For years, Uyghurs, a Muslim minority group that is located predominantly in China’s Xinjiang Province, have been the targets of unfettered discrimination and bigotry, in many cases being forced into detention camps. There, they are victims of forced labor in factories which are inextricably tied to the supply chains of renowned global brands such as Apple, Coca-Cola, and Nike. On September 22, 2020, the House of Representatives passed the Act by an overwhelming margin of 406 to 3. The Act did not pass the Senate before the 116th Congress concluded. On January 27, 2021, in a show of bipartisan support, Senators Marco Rubio (R-FL) and Jeff Merkley (D-OR) reintroduced the Act.
If enacted into law, the Act will prohibit the import of certain categories of goods produced with forced labor from the Xinjiang region into the United States; require that the president of the United States submit an annual report to Congress identifying each foreign person, including any Chinese government official, who is at all involved with forced labor in the Xinjiang region; impose sanctions on such individuals identified in the president’s report, which may include blocking any transactions in property interests in the U.S. and banning them from entry into the U.S.; and require U.S. companies to disclose to the SEC any links they may have to Xinjiang. Describing the impetus behind the Act, Senator Merkley stated, “For years, the Chinese government has been committing genocide in Xinjiang, subjecting Uyghurs and other predominantly Muslim ethnic minorities to torture, imprisonment, forced labor and pressure to abandon their religious and cultural practices.”
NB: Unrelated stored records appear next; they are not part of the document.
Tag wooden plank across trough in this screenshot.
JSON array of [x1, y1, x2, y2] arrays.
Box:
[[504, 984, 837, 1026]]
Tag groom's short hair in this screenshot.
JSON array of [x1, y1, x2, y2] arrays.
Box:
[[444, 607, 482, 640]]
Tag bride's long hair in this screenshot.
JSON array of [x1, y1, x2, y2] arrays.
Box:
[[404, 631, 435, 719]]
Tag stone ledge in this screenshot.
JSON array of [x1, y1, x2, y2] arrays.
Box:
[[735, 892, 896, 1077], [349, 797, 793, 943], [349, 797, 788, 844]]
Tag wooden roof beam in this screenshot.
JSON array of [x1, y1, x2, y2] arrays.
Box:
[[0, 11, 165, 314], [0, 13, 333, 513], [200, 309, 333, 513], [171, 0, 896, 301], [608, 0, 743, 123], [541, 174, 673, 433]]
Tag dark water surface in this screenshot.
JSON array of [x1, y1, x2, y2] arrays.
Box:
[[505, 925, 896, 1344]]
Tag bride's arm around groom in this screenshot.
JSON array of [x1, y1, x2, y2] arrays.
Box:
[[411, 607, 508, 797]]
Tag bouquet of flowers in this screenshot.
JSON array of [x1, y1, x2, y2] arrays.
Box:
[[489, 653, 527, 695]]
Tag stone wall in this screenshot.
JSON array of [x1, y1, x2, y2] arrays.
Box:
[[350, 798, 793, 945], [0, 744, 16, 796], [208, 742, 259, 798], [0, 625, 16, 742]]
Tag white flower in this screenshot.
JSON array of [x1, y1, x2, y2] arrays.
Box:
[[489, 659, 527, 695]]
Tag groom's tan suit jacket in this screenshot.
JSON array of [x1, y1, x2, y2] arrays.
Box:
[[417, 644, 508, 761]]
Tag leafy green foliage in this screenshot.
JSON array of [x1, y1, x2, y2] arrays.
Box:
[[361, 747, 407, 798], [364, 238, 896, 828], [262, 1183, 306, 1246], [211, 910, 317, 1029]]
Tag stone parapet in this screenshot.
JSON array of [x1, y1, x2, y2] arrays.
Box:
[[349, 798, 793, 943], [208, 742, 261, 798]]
While the 116th Congress had, for the most part, welcomed the bill as a strategic effort to hold U.S. corporations accountable for human rights violations, brand-name companies such as those mentioned above, as well as Calvin Klein, and Campbell Soup, have spent millions of dollars lobbying to weaken some of the bill’s provisions. Their goals include extending compliance deadlines and disclosing supply chain information only to congressional committees, thereby keeping that data from the public. While these companies continue to tout their ethical and responsible manufacturing and international labor standards, they have now made clear that they view the pending legislation as posing an imminent threat to the viability of their supply chains. The lobbying efforts of these corporations stand in obvious contravention to their public promises and assurances of responsible corporate behavior. This example of corporate lobbying offers two salient reminders: first, that the supply chains of so many U.S. companies we depend upon for everyday comforts and conveniences are fraught with forced labor; and second, that such corporations have much work to do to reach an acceptable level of corporate responsibility.
Combating forced labor abroad is a principal goal of the Grant & Eisenhofer ESG Institute. The Institute has successfully petitioned the United States Customs and Border Patrol to block the importation of goods containing palm oil produced by FGV holdings.